Window functions
Window function
Background
The window function is a special class of built-in functions. Similar to the aggregation function, it also does calculations on multiple input rows to get a single data value. The difference is that the window function processes the input data within a specific window, rather than using the "group by" method. The data in each window can be sorted and grouped using the over() clause. The window function computes a separate value for each row, rather than computing one value for each group. This flexibility allows users to add additional columns to the select clause and further filter the result set. The window function can only appear in the select list and the outermost position of a clause. It takes effect at the end of the query, that is, after the join
, where
, and group by
operations are performed. The window function is often used to analyze trends, calculate outliers, and perform bucketing analyses on large-scale data.
Usage
Syntax of the window function:
function(args) OVER([partition_by_clause] [order_by_clause] [order_by_clause window_clause])
partition_by_clause ::= PARTITION BY expr [, expr ...]

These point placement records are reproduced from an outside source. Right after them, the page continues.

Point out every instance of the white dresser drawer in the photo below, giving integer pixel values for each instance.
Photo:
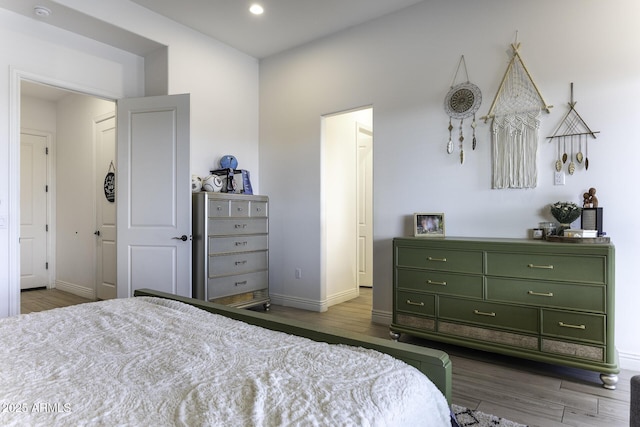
(223, 265)
(219, 208)
(259, 209)
(231, 285)
(235, 226)
(219, 245)
(239, 208)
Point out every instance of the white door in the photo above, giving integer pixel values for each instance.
(153, 195)
(105, 137)
(33, 210)
(365, 205)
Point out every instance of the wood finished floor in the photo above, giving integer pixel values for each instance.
(531, 393)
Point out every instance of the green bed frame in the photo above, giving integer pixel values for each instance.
(435, 364)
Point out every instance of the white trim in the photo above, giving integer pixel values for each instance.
(72, 288)
(342, 297)
(381, 317)
(295, 302)
(15, 78)
(630, 361)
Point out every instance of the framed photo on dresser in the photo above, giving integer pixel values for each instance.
(428, 225)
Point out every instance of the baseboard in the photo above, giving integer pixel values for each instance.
(78, 290)
(629, 361)
(301, 303)
(342, 297)
(381, 317)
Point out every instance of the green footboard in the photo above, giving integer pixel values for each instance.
(435, 364)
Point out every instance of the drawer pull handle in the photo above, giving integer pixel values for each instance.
(568, 325)
(541, 294)
(545, 267)
(419, 304)
(484, 313)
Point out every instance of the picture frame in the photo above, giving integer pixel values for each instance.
(428, 224)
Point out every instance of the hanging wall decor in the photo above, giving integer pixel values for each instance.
(575, 130)
(516, 112)
(110, 184)
(462, 101)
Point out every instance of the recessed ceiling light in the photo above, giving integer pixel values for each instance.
(41, 11)
(256, 9)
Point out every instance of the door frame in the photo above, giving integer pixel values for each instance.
(16, 77)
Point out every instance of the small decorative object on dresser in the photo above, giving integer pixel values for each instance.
(428, 225)
(565, 213)
(549, 302)
(231, 249)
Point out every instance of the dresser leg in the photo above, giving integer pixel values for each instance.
(609, 381)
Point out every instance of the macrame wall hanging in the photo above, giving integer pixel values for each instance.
(572, 129)
(462, 101)
(516, 112)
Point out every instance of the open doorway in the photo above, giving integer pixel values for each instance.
(347, 192)
(67, 204)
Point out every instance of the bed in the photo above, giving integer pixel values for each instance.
(158, 359)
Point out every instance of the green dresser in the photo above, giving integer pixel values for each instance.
(545, 301)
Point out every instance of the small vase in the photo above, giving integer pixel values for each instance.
(563, 227)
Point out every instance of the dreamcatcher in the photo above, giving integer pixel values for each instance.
(572, 127)
(462, 101)
(516, 112)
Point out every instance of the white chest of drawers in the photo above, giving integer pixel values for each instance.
(231, 249)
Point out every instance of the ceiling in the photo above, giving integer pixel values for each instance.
(285, 23)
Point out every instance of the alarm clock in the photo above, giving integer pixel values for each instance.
(228, 162)
(212, 183)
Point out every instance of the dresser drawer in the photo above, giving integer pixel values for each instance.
(577, 326)
(490, 314)
(547, 294)
(259, 209)
(440, 282)
(231, 285)
(219, 208)
(218, 245)
(239, 208)
(440, 259)
(235, 226)
(588, 269)
(413, 302)
(222, 265)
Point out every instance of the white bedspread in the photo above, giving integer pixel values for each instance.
(153, 362)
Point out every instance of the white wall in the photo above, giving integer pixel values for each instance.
(222, 81)
(403, 65)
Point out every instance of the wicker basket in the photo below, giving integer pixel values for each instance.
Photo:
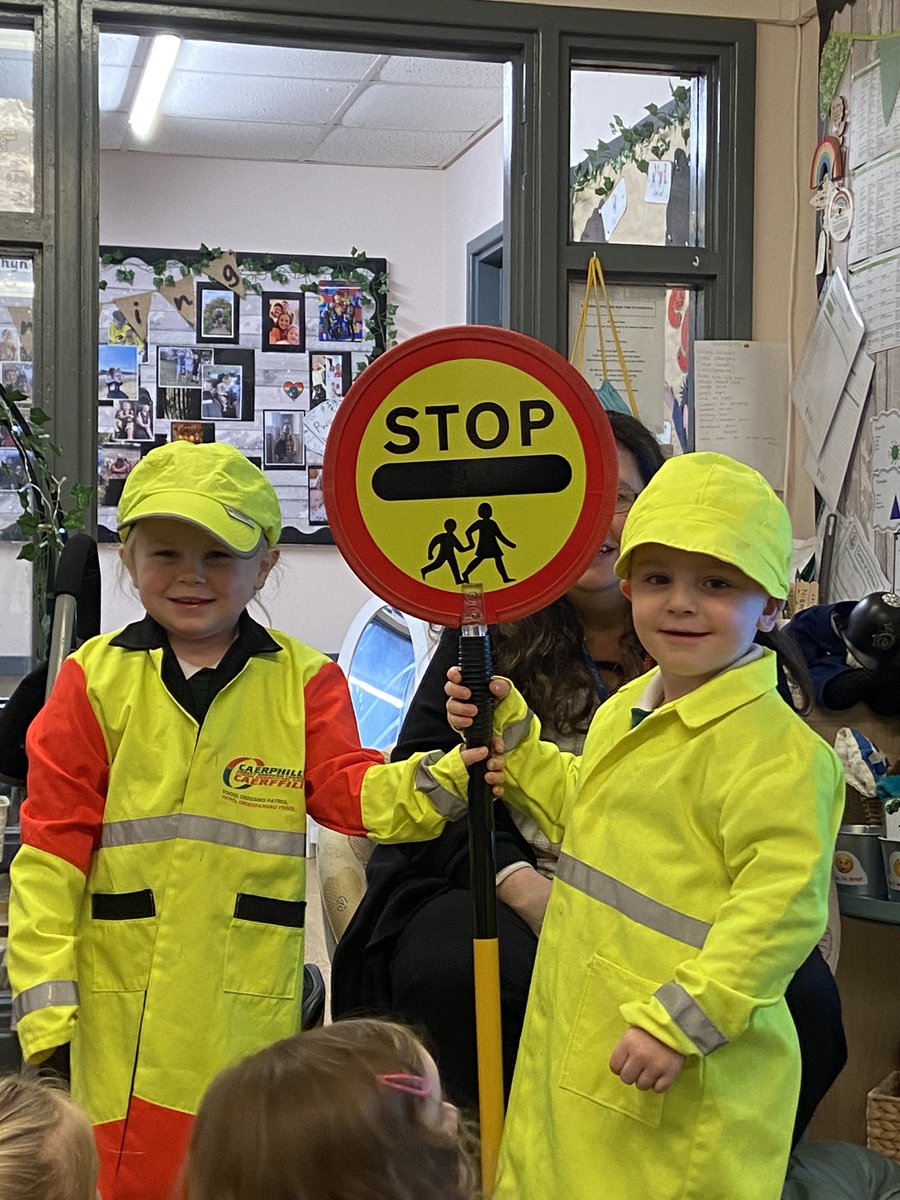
(882, 1117)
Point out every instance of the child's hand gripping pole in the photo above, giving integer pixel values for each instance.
(475, 663)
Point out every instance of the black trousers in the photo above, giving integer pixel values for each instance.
(433, 990)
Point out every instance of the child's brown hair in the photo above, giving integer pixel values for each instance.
(312, 1119)
(47, 1149)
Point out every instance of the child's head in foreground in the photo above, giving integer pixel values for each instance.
(47, 1149)
(706, 563)
(199, 527)
(346, 1111)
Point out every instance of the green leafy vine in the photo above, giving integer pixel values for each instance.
(381, 325)
(637, 144)
(48, 514)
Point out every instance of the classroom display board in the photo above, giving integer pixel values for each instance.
(251, 349)
(471, 459)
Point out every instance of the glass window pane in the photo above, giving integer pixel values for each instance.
(636, 157)
(17, 121)
(657, 328)
(17, 288)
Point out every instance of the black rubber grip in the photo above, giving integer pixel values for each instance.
(477, 666)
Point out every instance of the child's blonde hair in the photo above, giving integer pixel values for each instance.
(47, 1149)
(310, 1119)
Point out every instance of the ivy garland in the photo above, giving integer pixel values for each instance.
(381, 327)
(47, 515)
(636, 144)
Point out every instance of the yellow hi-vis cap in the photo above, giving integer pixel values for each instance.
(213, 486)
(711, 504)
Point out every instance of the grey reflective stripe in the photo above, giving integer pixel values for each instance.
(631, 904)
(196, 828)
(43, 995)
(690, 1018)
(517, 731)
(447, 803)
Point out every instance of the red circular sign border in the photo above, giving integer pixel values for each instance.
(352, 419)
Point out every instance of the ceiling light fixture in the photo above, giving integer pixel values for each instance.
(157, 70)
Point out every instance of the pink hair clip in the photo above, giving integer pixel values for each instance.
(417, 1085)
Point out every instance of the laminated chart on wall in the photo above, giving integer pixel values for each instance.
(886, 471)
(875, 285)
(876, 208)
(741, 403)
(870, 136)
(828, 469)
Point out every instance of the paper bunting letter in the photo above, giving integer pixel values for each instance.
(225, 270)
(180, 297)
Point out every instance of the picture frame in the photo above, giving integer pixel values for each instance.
(316, 497)
(340, 312)
(217, 311)
(283, 439)
(243, 361)
(283, 325)
(199, 432)
(117, 373)
(330, 375)
(179, 366)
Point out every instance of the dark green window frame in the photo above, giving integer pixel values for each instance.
(538, 41)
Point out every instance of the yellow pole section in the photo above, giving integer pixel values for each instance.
(490, 1056)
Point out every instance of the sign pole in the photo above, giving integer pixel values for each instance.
(477, 667)
(472, 468)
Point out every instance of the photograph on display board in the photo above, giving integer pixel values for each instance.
(115, 463)
(340, 313)
(9, 343)
(178, 403)
(317, 514)
(330, 376)
(240, 364)
(17, 376)
(118, 373)
(180, 365)
(119, 333)
(221, 393)
(282, 439)
(217, 315)
(283, 322)
(193, 431)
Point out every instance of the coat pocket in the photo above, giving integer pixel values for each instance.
(598, 1027)
(265, 947)
(123, 935)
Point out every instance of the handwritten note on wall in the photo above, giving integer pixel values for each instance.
(741, 403)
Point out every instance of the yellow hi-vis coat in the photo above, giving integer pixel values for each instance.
(157, 899)
(693, 881)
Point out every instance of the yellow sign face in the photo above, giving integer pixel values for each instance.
(471, 471)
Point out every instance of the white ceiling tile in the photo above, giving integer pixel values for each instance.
(113, 87)
(442, 72)
(239, 97)
(388, 148)
(406, 107)
(233, 139)
(113, 127)
(288, 63)
(117, 49)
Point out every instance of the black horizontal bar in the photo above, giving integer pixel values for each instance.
(472, 478)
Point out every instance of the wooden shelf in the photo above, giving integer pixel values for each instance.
(867, 909)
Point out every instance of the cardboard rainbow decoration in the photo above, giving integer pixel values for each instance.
(827, 162)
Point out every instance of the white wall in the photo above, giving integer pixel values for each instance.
(473, 204)
(419, 220)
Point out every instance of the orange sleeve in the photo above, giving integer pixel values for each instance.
(67, 773)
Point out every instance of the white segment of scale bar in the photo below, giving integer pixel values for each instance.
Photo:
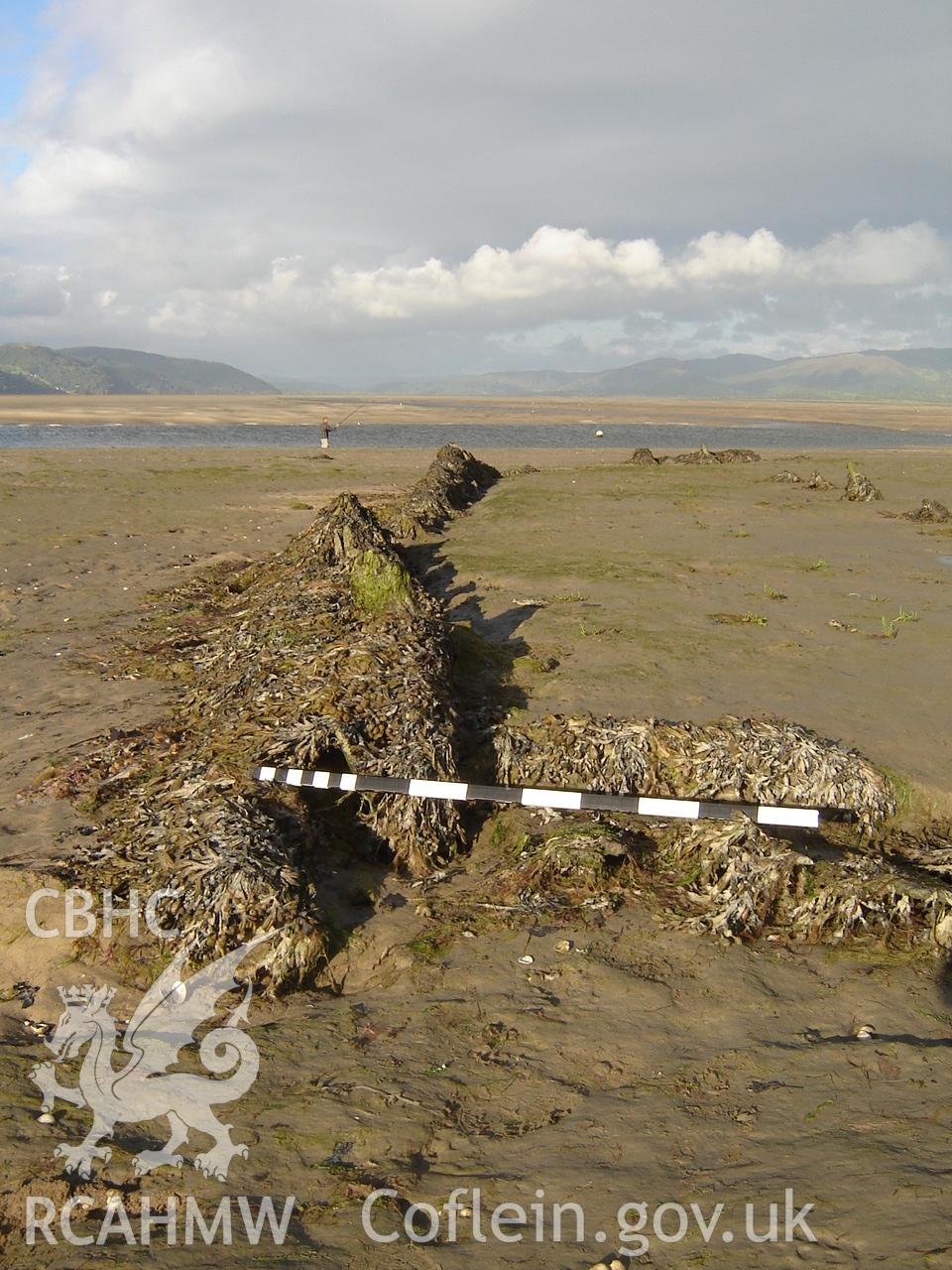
(552, 798)
(788, 816)
(670, 807)
(438, 789)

order_by_clause ::= ORDER BY expr [ASC | DESC] [, expr [ASC | DESC] ...]
Functions
Currently supported functions include:
- MIN(), MAX(), COUNT(), SUM(), AVG()
- FIRST_VALUE(), LAST_VALUE(), LEAD(), LAG()
- ROW_NUMBER(), RANK(), DENSE_RANK()
- CUME_DIST(), PERCENT_RANK(), QUALIFY()
- NTILE()
- VARIANCE(), VAR_SAMP(), STD(), STDDEV_SAMP(), COVAR_SAMP(), COVAR_POP(), CORR()
PARTITION BY clause
The Partition By clause is similar to Group By. It groups the input rows by one or more specified columns. Rows with the same value are grouped together.
ORDER BY clause
The Order By
clause is basically the same as the outer Order By
. It defines the order of the input rows. If Partition By
is specified, Order By
defines the order within each Partition grouping. The only difference is that Order By n
(n is a positive integer) in the OVER
clause is equivalent to no operation, whereas n
in the outer Order By
indicates sorting by the nth column.
Example:
This example shows adding an id column to the select list with values of 1, 2, 3, etc., sorted by the date_and_time
column in the events table.
SELECT row_number() OVER (ORDER BY date_and_time) AS id,
c1, c2, c3, c4
FROM events;
Window clause
The window clause is used to specify a range of rows for operations (the preceding and following rows based on the current row). It supports the following syntaxes: AVG(), COUNT(), FIRST_VALUE(), LAST_VALUE(), and SUM(). For MAX() and MIN(), the window clause can specify the start to UNBOUNDED PRECEDING
.
Syntax:
ROWS BETWEEN [ { m | UNBOUNDED } PRECEDING | CURRENT ROW] [ AND [CURRENT ROW | { UNBOUNDED | n } FOLLOWING] ]
Example:
Suppose we have the following stock data, the stock symbol is JDR, and the closing price is the daily closing price.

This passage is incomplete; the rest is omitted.